In [11]:
import numpy as np
import pandas as pd
from sklearn.model_selection import train_test_split
from sklearn.preprocessing import StandardScaler
from sklearn.metrics import accuracy_score, classification_report, f1_score
from sklearn.preprocessing import LabelEncoder
from sklearn.preprocessing import StandardScaler
import timeit

#Importing Dataset
dataset=pd.read_csv('D:\Programming\Datasets\Classification\Heart_Failure\heart.csv')

#relabel values in columns to be numeric
label_encoder = LabelEncoder()
dataset['Sex'] = label_encoder.fit_transform(dataset['Sex'])
dataset['ChestPainType'] = label_encoder.fit_transform(dataset['ChestPainType'])
dataset['RestingECG'] = label_encoder.fit_transform(dataset['RestingECG'])
dataset['ExerciseAngina'] = label_encoder.fit_transform(dataset['ExerciseAngina'])
dataset['ST_Slope'] = label_encoder.fit_transform(dataset['ST_Slope'])

X=dataset[['Age', 'Sex', 'ChestPainType', 'RestingBP', 'Cholesterol', 
           'FastingBS', 'RestingECG', 'MaxHR', 'ExerciseAngina', 'Oldpeak', 'ST_Slope']].values
y=dataset[['HeartDisease']].values

X_train, X_test, y_train, y_test = train_test_split(X, y, test_size=0.2, random_state=42)

y_train = y_train.ravel()
y_test = y_test.ravel()

scaler = StandardScaler()
X_train = scaler.fit_transform(X_train)
X_test = scaler.transform(X_test)

In [12]:
from sklearn.linear_model import LogisticRegression
from sklearn.neighbors import KNeighborsClassifier
from sklearn.tree import DecisionTreeClassifier
from sklearn.ensemble import RandomForestClassifier
from sklearn.naive_bayes import GaussianNB
from sklearn.svm import SVC
from sklearn.neural_network import MLPClassifier

acc_all = []
train_all = []
test_all = []

In [13]:
# Logistic Regression

logistic_regression = LogisticRegression()
training_time_lr = timeit.timeit(lambda: logistic_regression.fit(X_train, y_train), number=1)
testing_time_lr = timeit.timeit(lambda: logistic_regression.predict(X_test), number=1)

y_pred_lr = logistic_regression.predict(X_test)
accuracy_lr = accuracy_score(y_test, y_pred_lr)
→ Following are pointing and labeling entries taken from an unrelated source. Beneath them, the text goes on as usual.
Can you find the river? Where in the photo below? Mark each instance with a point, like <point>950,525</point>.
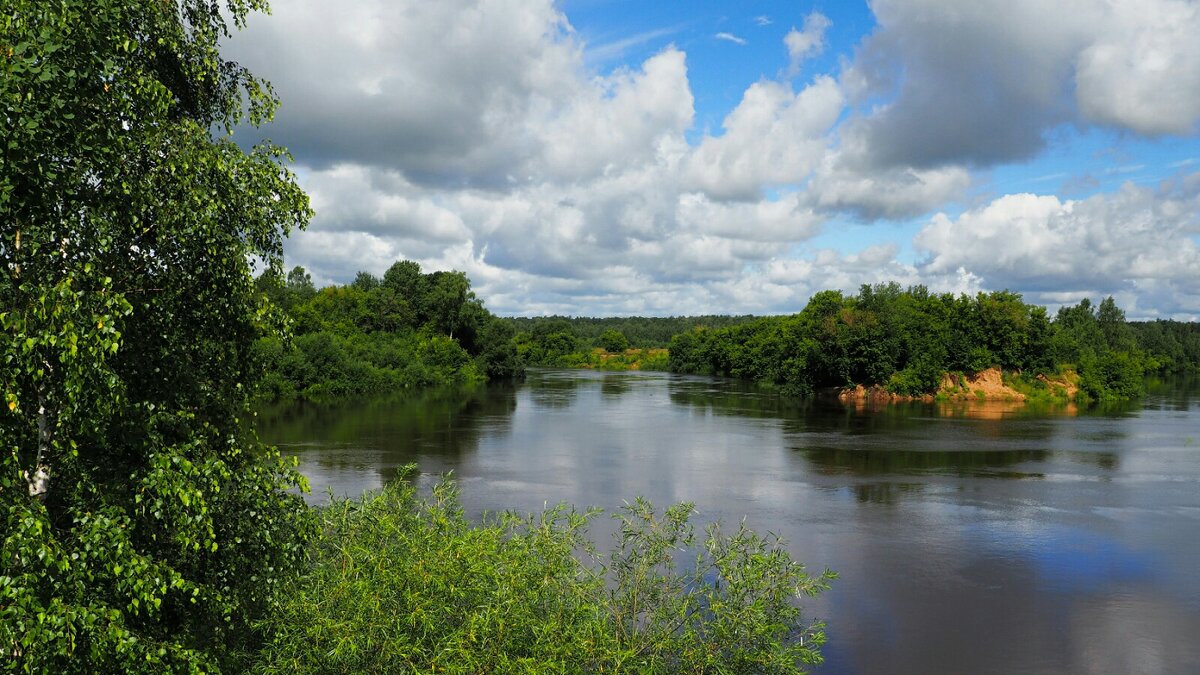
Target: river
<point>967,538</point>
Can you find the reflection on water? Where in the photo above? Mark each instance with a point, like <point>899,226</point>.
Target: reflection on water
<point>970,537</point>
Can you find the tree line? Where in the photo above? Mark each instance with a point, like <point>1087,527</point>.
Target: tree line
<point>906,340</point>
<point>145,529</point>
<point>406,329</point>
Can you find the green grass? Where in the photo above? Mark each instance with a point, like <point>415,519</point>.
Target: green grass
<point>403,584</point>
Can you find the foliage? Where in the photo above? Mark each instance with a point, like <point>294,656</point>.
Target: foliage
<point>612,341</point>
<point>909,340</point>
<point>144,529</point>
<point>376,335</point>
<point>405,584</point>
<point>642,332</point>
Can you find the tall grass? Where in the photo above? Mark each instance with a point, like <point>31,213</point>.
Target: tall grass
<point>407,584</point>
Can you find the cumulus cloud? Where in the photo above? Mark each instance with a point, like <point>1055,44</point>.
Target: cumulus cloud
<point>447,90</point>
<point>983,83</point>
<point>774,136</point>
<point>807,42</point>
<point>479,135</point>
<point>1135,238</point>
<point>1135,75</point>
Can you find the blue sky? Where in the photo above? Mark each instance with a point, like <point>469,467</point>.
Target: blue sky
<point>616,157</point>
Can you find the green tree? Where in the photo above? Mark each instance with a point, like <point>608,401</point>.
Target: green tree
<point>144,529</point>
<point>613,341</point>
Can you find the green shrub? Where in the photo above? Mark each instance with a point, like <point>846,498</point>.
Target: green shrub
<point>401,584</point>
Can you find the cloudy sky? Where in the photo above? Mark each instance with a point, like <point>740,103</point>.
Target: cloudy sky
<point>617,156</point>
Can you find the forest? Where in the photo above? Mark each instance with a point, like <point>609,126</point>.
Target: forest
<point>409,329</point>
<point>909,339</point>
<point>144,527</point>
<point>402,330</point>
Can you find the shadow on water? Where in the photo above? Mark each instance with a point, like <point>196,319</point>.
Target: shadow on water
<point>348,446</point>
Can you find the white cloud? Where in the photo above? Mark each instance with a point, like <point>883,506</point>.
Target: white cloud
<point>479,135</point>
<point>808,42</point>
<point>845,183</point>
<point>773,137</point>
<point>1131,240</point>
<point>1140,71</point>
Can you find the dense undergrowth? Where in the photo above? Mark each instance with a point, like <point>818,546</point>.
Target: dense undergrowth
<point>909,340</point>
<point>406,584</point>
<point>405,330</point>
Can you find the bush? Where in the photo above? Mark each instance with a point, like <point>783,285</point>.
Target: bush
<point>403,584</point>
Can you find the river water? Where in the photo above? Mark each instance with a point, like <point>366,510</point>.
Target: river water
<point>967,538</point>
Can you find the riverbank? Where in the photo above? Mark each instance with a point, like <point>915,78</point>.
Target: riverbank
<point>989,384</point>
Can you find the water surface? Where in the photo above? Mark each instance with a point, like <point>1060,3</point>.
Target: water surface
<point>969,538</point>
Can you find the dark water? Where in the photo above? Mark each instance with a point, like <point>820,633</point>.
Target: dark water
<point>983,538</point>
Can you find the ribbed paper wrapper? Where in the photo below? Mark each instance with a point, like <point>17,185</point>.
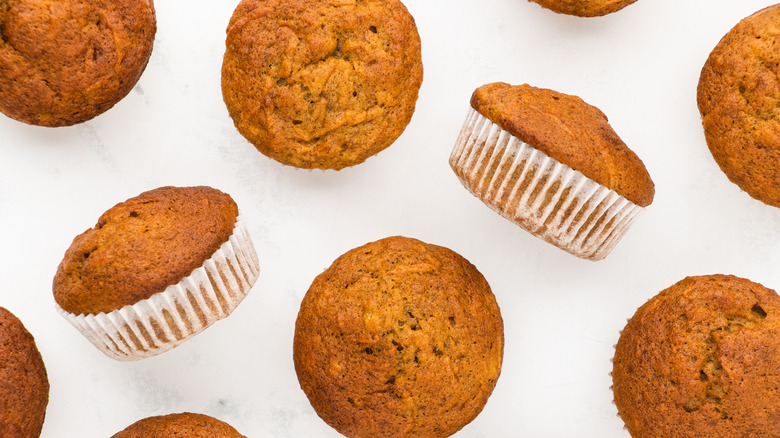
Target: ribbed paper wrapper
<point>545,197</point>
<point>168,318</point>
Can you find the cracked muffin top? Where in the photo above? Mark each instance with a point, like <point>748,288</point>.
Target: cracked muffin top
<point>324,83</point>
<point>24,385</point>
<point>141,246</point>
<point>739,101</point>
<point>184,425</point>
<point>701,359</point>
<point>398,338</point>
<point>65,62</point>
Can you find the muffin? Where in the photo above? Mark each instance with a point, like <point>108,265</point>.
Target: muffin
<point>184,425</point>
<point>584,8</point>
<point>321,84</point>
<point>398,338</point>
<point>552,164</point>
<point>24,386</point>
<point>65,63</point>
<point>738,96</point>
<point>701,359</point>
<point>156,270</point>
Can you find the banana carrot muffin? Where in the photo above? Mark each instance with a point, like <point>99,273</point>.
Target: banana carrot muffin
<point>398,338</point>
<point>156,270</point>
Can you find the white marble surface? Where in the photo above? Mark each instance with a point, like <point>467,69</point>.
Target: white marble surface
<point>562,315</point>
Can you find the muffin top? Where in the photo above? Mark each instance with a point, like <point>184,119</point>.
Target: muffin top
<point>701,359</point>
<point>184,425</point>
<point>141,246</point>
<point>24,386</point>
<point>584,8</point>
<point>65,62</point>
<point>739,101</point>
<point>398,338</point>
<point>569,130</point>
<point>321,84</point>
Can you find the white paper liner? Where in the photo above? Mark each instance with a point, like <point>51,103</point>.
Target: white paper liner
<point>168,318</point>
<point>545,197</point>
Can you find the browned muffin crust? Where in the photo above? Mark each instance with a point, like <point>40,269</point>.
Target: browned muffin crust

print(f"Logistic Regression Training Time: {training_time_lr:.4f} seconds")
print(f"Logistic Regression Testing Time: {testing_time_lr:.4f} seconds")
print(f"Logistic Regression Accuracy: {accuracy_lr:.2f}")

acc_all.append(accuracy_lr)
train_all.append(training_time_lr)
test_all.append(testing_time_lr)

Logistic Regression Training Time: 0.0033 seconds
Logistic Regression Testing Time: 0.0002 seconds
Logistic Regression Accuracy: 0.85


In [14]:
# K-Nearest Neighbors (KNN)

knn_classifier = KNeighborsClassifier(n_neighbors=3)
training_time_knn = timeit.timeit(lambda: knn_classifier.fit(X_train, y_train), number=1)
testing_time_knn = timeit.timeit(lambda: knn_classifier.predict(X_test), number=1)

y_pred_knn = knn_classifier.predict(X_test)
accuracy_knn = accuracy_score(y_test, y_pred_knn)

print(f"KNN Training Time: {training_time_knn:.4f} seconds")
print(f"KNN Testing Time: {testing_time_knn:.4f} seconds")
print(f"KNN Accuracy: {accuracy_knn:.2f}")

acc_all.append(accuracy_knn)
train_all.append(training_time_knn)
test_all.append(testing_time_knn)

KNN Training Time: 0.0026 seconds
KNN Testing Time: 0.0126 seconds
KNN Accuracy: 0.83


In [15]:
# Decision Trees

decision_tree = DecisionTreeClassifier()
training_time_dt = timeit.timeit(lambda: decision_tree.fit(X_train, y_train), number=1)
testing_time_dt = timeit.timeit(lambda: decision_tree.predict(X_test), number=1)

y_pred_dt = decision_tree.predict(X_test)
accuracy_dt = accuracy_score(y_test, y_pred_dt)

print(f"Decision Tree Training Time: {training_time_dt:.4f} seconds")
print(f"Decision Tree Testing Time: {testing_time_dt:.4f} seconds")
print(f"Decision Tree Accuracy: {accuracy_dt:.2f}")

acc_all.append(accuracy_dt)
train_all.append(training_time_dt)
test_all.append(testing_time_dt)

Decision Tree Training Time: 0.0041 seconds
Decision Tree Testing Time: 0.0002 seconds
Decision Tree Accuracy: 0.80


In [16]:
# Random Forest

random_forest = RandomForestClassifier(n_estimators=100)
training_time_rf = timeit.timeit(lambda: random_forest.fit(X_train, y_train), number=1)
testing_time_rf = timeit.timeit(lambda: random_forest.predict(X_test), number=1)

y_pred_rf = random_forest.predict(X_test)
accuracy_rf = accuracy_score(y_test, y_pred_rf)

print(f"Random Forest Training Time: {training_time_rf:.4f} seconds")
print(f"Random Forest Testing Time: {testing_time_rf:.4f} seconds")
print(f"Random Forest Accuracy: {accuracy_rf:.2f}")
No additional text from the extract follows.